I'm fine with colloquial expressions (even if they're no longer colloquial, having once been so is enough), official titles (formal or not, in current use or not). The best answer will be a single word or concise phrase, and a term in more recent use will be preferred to one that is older. An ideal answer will be a word or phrase in English (of any variety), but answers in any language are acceptable (whether a loanword, calque, or purely non-English term).
If no such term or title for a person exists, I'm also open to any word for something which tracks the food inventory available (again, particularly for a personal household).
The closest I've been able to find is the French chef garde manger, but I'd never heard the title before searching this out. Pantry chef was another contender I came across, but seems to be an English variant of the French phrase.
These are possibly acceptable, but are less than ideal to me because they were fairly obscure to me an also include the word chef, which to my mind connotes food preparation more than tracking food inventory.
Historically, in the household staff of a wealthy or noble family, this was the role of the butler. According to Wikipedia,
A butler is a domestic worker in a large household. In great houses, the household is sometimes divided into departments with the butler in charge of the dining room, wine cellar, and pantry. [emphasis added]
In more modern usage, the butler is often the manager of the entire household staff, but may still have ultimate responsibility for food (and other) supplies, so the word might still fit your requirements.
Pantreman (1522), Pantré-man, Pantrieman, Pantriman and pantryman were all used in C16th Scotland.

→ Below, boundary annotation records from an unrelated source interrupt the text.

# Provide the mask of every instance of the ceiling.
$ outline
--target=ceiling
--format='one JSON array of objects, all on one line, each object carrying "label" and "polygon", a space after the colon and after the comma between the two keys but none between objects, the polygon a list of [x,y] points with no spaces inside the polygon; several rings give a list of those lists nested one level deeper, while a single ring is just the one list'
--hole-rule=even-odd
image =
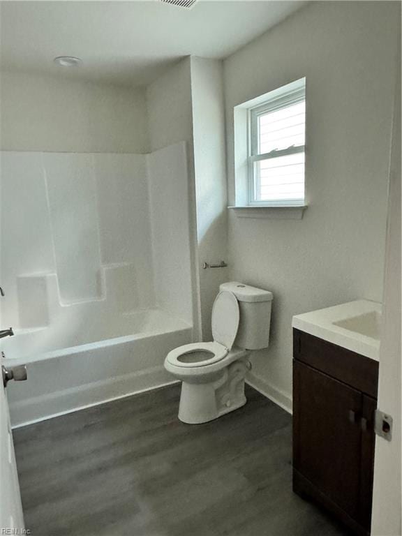
[{"label": "ceiling", "polygon": [[[0,66],[132,85],[149,84],[188,54],[225,58],[306,2],[198,0],[1,1]],[[66,68],[57,56],[83,63]]]}]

In around 1565 George Buchanan was empowered by the parliament to look into the costs of various colleges of St. Andrew's University. Memoirs of the Life and Writings of George Buchanan, by David Irving, 1817, quotes a short note of his, written in this connection, which mentions,
The cook, steuart, porter, and pantriman, ilke ane of them ane bread, ane pint of ale, in the day and halfe ane quarter of mutton, or equivalent among them, ane courss of fish att melteth(*); sixtein pennies the day.
(*) from Middle English mel tid: Early Modern English meale-tyde: meal-time.
'Pantryman' seems still to be in quite a few dictionaries. And not marked as obsolete. And I guess anyone reading the word would know what it meant even if they hadn't seen it before.